3. Certify through LAVETBIZ
Follow the steps to become certified as a veteran-owned small business at ledsmallbiz.com.
4. Register as a vendor
Establish a business as a vendor on the Louisiana State Purchasing website as a veteran-owned small business as well as a small business. Enter an email address to receive notices for open bids. Go to doa.louisiana.gov/osp/osp.htm.
5. Marketing your business
For assistance with all phases of government contracting (federal, state and local), including help with marketing a business, contact the Louisiana Procurement Technical Assistance Program. To reach by phone, call (337) 482-6265; to reach online, go to la-ptac.louisiana.edu.
6. Contact procurement agents at each Louisiana state department to promote your business
A listing can be found at doa.louisiana.gov/osp/vendor_index.htm.
State contracts can be secured in these ways:
• Executive order for small purchases or using an agency's discretionary funds means there are opportunities to be awarded a contract for up to $15,000 without having to go through a bid process.
• Direct purchases means the state can buy from any registered vendors that submit a bid for a state contract.

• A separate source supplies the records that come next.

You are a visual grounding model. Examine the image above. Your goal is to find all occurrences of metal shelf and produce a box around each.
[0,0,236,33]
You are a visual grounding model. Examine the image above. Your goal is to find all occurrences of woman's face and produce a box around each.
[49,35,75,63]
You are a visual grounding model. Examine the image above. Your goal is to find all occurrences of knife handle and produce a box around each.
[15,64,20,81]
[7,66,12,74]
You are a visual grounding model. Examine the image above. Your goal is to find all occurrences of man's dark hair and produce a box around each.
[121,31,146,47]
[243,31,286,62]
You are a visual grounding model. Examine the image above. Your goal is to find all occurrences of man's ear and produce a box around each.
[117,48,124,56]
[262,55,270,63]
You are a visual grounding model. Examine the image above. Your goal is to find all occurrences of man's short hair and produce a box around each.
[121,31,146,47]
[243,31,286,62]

7. Submit your competitive bid and achieve success
LAVETBIZ certification provides several opportunities to maximize bidding power. A small business can earn up to 10 percentage evaluation points when it:
Submits a bid on an RFP as LAVETBIZ certified.
Markets its LAVETBIZ certification as subcontractors on other businesses' RFP bids.
Includes other LAVETBIZ-certified businesses as subcontractors on RFP bids to maximize opportunities for securing the highest possible percentage points.